* bug#52067: 29.0.50; string-glyph-split halts on certain emoji strings
@ 2021-11-23 23:01 PAVLOS MARAGAKIS via Bug reports for GNU Emacs, the Swiss army knife of text editors
[not found] ` <handler.52067.B.16377084873203.ack@debbugs.gnu.org>
2021-11-24 4:58 ` bug#52067: possible fix for " Paul Maragakis via Bug reports for GNU Emacs, the Swiss army knife of text editors
0 siblings, 2 replies; 6+ messages in thread
From: PAVLOS MARAGAKIS via Bug reports for GNU Emacs, the Swiss army knife of text editors @ 2021-11-23 23:01 UTC (permalink / raw)
To: 52067
In a clean instance of emacs paste the following lines
into the scratch buffer and evaluate the lines starting
with string-glyph-split.
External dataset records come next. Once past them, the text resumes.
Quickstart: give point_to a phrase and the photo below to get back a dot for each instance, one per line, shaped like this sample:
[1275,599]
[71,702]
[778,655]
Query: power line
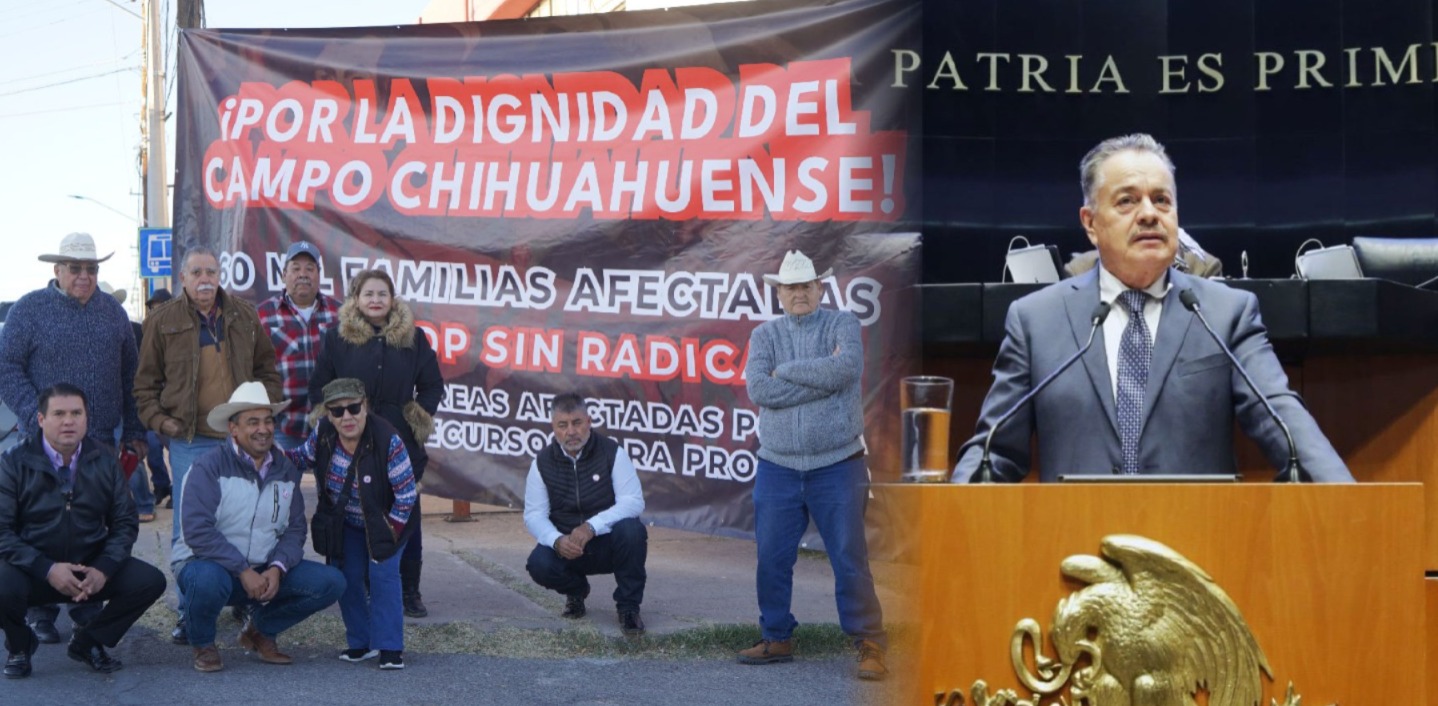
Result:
[125,9]
[110,62]
[71,81]
[62,109]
I show the outputs below:
(string-glyph-split "🌍🦹")
("🌍" "🦹")
(string-glyph-split "✈️✈️")
("✈️" "✈️")
(string-glyph-split "🌍✈️")
("🌍" "✈️")
(string-glyph-split "✈️🌍")
The last line will halt emacs; C-g can stop the evaluation.
The expected behavior was to split the string in two glyphs.
In GNU Emacs 29.0.50 (build 2, aarch64-apple-darwin21.1.0, NS appkit-2113.00 Version 12.0.1 (Build 21A559))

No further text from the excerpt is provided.